Perigos da automedicação

Perigos da automedicação

Quase 90% dos brasileiros admite já ter se automedicado; apesar de comum, essa prática pode acarretar sérios problemas de saúde

Atire a primeira pedra quem não tem remédios em casa. De comprimidos para dor de cabeça, até remédios que sobraram de tratamentos mais sérios. Alguns, até fora do prazo de validade. Apesar de comum, a automedicação já pode ser encarada como um problema de saúde pública no país. Uma pesquisa do Instituto de Pesquisa e Pós-Graduação para o Mercado Farmacêutico (ICTQ), feita em 2022, revelou que 89% das pessoas se automedicam no Brasil.

 

Em 2014, o número era 76%. De acordo com o Sistema Nacional de Informações Tóxico-Farmacológicas (Sinitox/Fiocruz), anualmente são registrados cerca de 30 mil casos de internação por intoxicação medicamentosa, com cerca de 20 mil mortes no país. Ainda de acordo com a pesquisa do ICTQ, os analgésicos estão no topo da lista, com 64%, seguidos dos antigripais (47%) e relaxantes musculares (35%). 
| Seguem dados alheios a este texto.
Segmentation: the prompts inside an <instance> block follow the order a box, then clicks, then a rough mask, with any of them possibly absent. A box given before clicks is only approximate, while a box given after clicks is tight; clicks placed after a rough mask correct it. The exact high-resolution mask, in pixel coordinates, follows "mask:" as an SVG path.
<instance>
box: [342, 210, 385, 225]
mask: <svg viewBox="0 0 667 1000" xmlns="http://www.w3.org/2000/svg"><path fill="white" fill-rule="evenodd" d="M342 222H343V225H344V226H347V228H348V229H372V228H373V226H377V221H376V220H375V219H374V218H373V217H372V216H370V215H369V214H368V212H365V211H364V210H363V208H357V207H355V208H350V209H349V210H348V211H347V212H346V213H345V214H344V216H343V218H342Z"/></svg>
Uma pesquisa do Conselho Federal de Farmácia de 2019 identificou, ainda, uma modalidade diferente de automedicação, a partir de medicamentos prescritos. Nesse caso, a pessoa passa pelo profissional da saúde, tem um diagnóstico, recebe uma receita, mas não usa o medicamento conforme orientado, alterando a dose receitada. Esse comportamento foi relatado pela maioria dos entrevistados (57%), especialmente homens (60%) e jovens de 16 a 24 anos (69%). A principal alteração na posologia foi a redução da dose de pelo menos um dos medicamentos prescritos (37%) pelos motivos de considerar a doença já controlada, o medicamento ter efeitos colaterais ou ser muito caro. 

 

Medicamentos mais consumidos por conta própria no Brasil


Fonte e arte: ICTQ – Instituto de Pesquisa e Pós-Graduação para o mercado farmacêutico.


Para Tufik José Magalhães Geleilete, médico nefrologista e clínico geral, outro equívoco comum é acreditar que doses maiores aliviam mais rápido os sintomas. “Doses acima do recomendado podem causar efeitos colaterais indesejados e até mesmo intoxicações graves”, explica. Outro equívoco é utilizar medicamentos prescritos para amigos ou familiares. “Cada pessoa possui condições individuais de saúde e, o medicamento que funciona para uma pode não funcionar para outra, e até causar mal”, acrescenta. 


A cultura da automedicação no país é reforçada pela propaganda medicamentosa. “Muitas vezes se mostram os sintomas e a medicação como uma grande solução direcionando, por vezes, ao diagnóstico incorreto”, explica Wilson Pico, especialista em clínica médica. 


Para piorar, automedicação pode mascarar sintomas de condições médicas potencialmente graves, devido ao alívio temporário dos sintomas. “Muitos medicamentos de venda livre tratam apenas os sintomas, enquanto a verdadeira causa do problema se agrava. Pense em alguém que atrasa o diagnóstico de um câncer de estômago por tomar omeprazol imaginado se tratar de uma gastrite, ou deixa um refluxo gastroesofágico evoluir até aparecerem complicações, como pneumonias e outras lesões pulmonares”, alerta Geleilete.


Doutor Internet


Segundo o ICTQ, 40% dos brasileiros fazem o autodiagnóstico pela internet, desses, 63% possuem ensino superior. A disponibilidade das informações na internet é benéfica, segundo Wilson Pico, desde que seja de boa qualidade, mas falta um filtro dessas informações. “Além disso, casos que antes eram compartilhados entre familiares e pessoas conhecidas, tomam uma proporção muito maior com a internet, estimulando o autodiagnostico.

 

Ao invés de propagar que utilizou determinado medicamento e funcionou, a pessoa deveria direcionar para o profissional que fez o diagnóstico preciso”, pontua. A saída:  educação. “A população precisa ser educada sobre os riscos da automedicação e a importância de buscar orientação médica adequada. Profissionais de saúde, a sociedade e a mídia precisam se envolver nisso”, conclui.